Une des accusatrices du célèbre théologien musulman Tariq Ramadan, mécontente de la lenteur de l’instruction judiciaire, vient de déposer auprès de la Chambre pénale des recours de la capitale Suisse. Car depuis sa première audition en 2018, l’instruction sur les accusations de viols et de violences sexuelles qu’elles auraient portées à l’encontre du théologien semble n’avoir point progressé.

Une instruction qui piétine

En avril, une femme suisse,  convertie à l’islam portait plainte à Genève contre Ramadan, pour des incidents présumés survenu dans un hôtel de Genève en octobre 2008. Seulement, l’universitaire était détenu en France pour les mêmes accusations. Après cinq mois d’enquête, un procureur de Genève jugea la plainte suffisamment sérieuse et ouvrit début septembre une instruction contre l’éminent universitaire suisse.

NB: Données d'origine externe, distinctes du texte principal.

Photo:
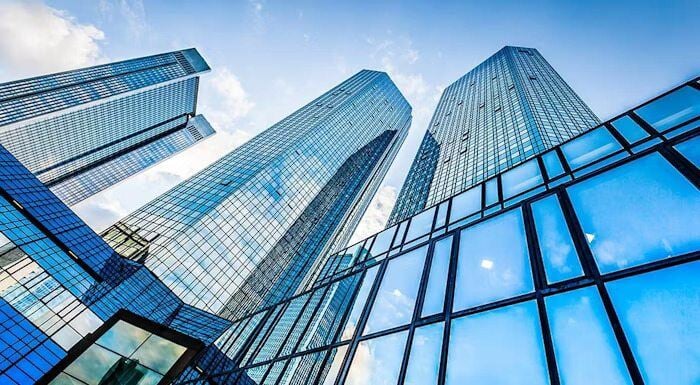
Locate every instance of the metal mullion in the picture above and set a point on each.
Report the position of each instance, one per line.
(540, 280)
(585, 254)
(354, 341)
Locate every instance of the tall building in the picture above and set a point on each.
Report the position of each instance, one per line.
(84, 130)
(507, 109)
(245, 231)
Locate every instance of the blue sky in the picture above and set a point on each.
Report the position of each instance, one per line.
(269, 58)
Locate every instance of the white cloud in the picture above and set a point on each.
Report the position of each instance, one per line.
(223, 99)
(37, 39)
(377, 214)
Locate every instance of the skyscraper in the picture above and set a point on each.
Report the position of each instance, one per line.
(258, 218)
(507, 109)
(95, 126)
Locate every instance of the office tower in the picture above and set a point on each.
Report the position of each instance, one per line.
(257, 219)
(84, 130)
(507, 109)
(579, 265)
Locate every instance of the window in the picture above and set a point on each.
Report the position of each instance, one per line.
(493, 262)
(556, 246)
(589, 147)
(584, 344)
(521, 178)
(437, 280)
(378, 360)
(659, 312)
(640, 212)
(502, 346)
(672, 109)
(396, 297)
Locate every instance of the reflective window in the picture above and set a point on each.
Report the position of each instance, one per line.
(437, 280)
(552, 164)
(639, 212)
(672, 109)
(396, 297)
(493, 262)
(465, 203)
(424, 359)
(556, 246)
(629, 129)
(359, 303)
(584, 344)
(521, 178)
(502, 346)
(659, 313)
(589, 147)
(421, 224)
(690, 150)
(377, 361)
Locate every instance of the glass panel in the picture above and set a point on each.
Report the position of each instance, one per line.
(123, 338)
(493, 262)
(589, 147)
(377, 361)
(424, 359)
(466, 203)
(584, 344)
(359, 303)
(672, 109)
(491, 191)
(521, 178)
(421, 224)
(659, 312)
(437, 281)
(637, 213)
(690, 150)
(396, 297)
(502, 346)
(557, 247)
(552, 164)
(629, 129)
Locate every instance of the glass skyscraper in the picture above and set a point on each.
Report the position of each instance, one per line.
(244, 232)
(78, 130)
(507, 109)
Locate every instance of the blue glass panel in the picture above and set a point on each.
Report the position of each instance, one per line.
(378, 361)
(584, 344)
(437, 280)
(502, 346)
(691, 150)
(552, 164)
(556, 246)
(465, 203)
(493, 261)
(424, 359)
(521, 178)
(659, 312)
(396, 297)
(637, 213)
(672, 109)
(629, 129)
(589, 147)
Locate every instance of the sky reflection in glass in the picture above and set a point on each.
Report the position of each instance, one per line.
(584, 344)
(557, 247)
(502, 346)
(396, 297)
(493, 262)
(638, 213)
(659, 312)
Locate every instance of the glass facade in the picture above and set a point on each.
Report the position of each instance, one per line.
(244, 232)
(506, 110)
(83, 130)
(587, 274)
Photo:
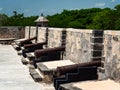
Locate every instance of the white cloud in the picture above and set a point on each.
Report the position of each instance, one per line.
(1, 9)
(100, 4)
(113, 0)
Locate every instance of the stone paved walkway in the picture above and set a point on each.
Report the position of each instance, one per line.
(13, 74)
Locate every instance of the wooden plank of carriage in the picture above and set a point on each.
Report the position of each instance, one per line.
(92, 85)
(7, 40)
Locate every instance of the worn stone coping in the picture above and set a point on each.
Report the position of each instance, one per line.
(92, 85)
(52, 65)
(57, 29)
(7, 39)
(30, 54)
(79, 30)
(111, 32)
(18, 40)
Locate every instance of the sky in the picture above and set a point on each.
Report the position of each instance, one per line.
(50, 7)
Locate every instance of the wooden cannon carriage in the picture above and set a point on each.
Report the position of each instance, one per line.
(76, 72)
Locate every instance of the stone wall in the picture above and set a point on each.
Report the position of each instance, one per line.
(54, 37)
(112, 54)
(12, 32)
(41, 34)
(78, 45)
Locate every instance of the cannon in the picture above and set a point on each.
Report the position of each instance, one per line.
(48, 54)
(27, 41)
(76, 72)
(72, 68)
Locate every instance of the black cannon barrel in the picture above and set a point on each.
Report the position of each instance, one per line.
(34, 45)
(72, 68)
(43, 52)
(27, 40)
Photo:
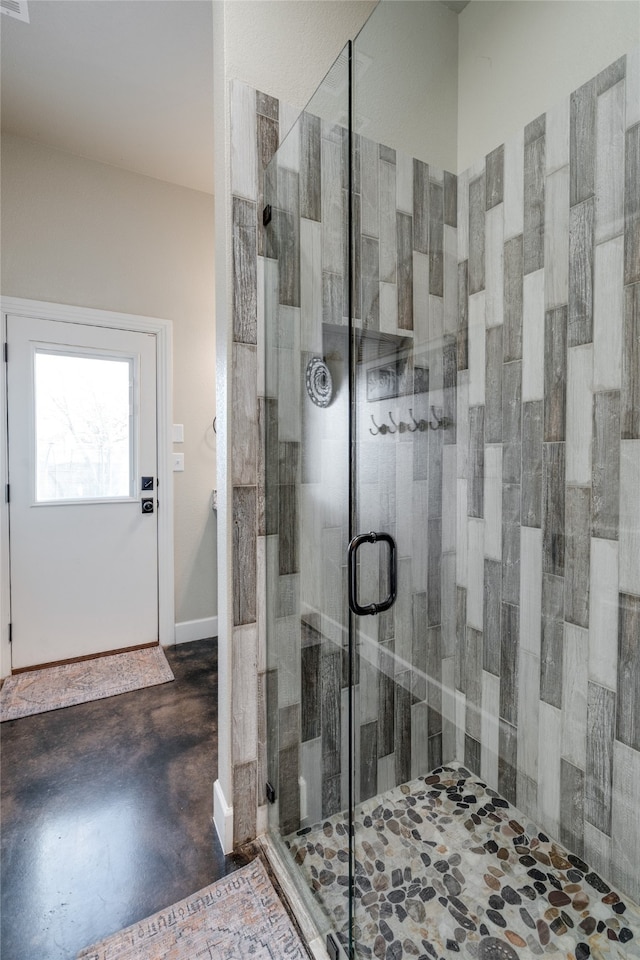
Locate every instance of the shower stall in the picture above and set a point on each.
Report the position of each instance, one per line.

 Cependant, depuis lors, soit 10 mois après, la procédure n’aurait en aucun point progressé puisque la plaignante n’avait vu aucun procès s’ouvrir et n’avait été convoqué à aucune autre audition. Pour les avocats de dame « Brigitte » le nom donné à la plaignante par la presse locale, «les atermoiements » de la justice helvétique seraient de nature à augmenter les préjudices moraux subis par la femme.  Aussi son conseil aurait-il entamé une action devant la Chambre pénale des recours de Genève, pour intimer au procureur une accélération dans la procédure.

Une procédure qui semble-t-il aurait été ralentie par l’instruction française. Et En France, où le théologien, avait été libéré sous caution avec interdiction de quitter le territoire en attendant la suite de son procès ; la possibilité d’une extradition vers la Suisse, serait difficilement envisageable.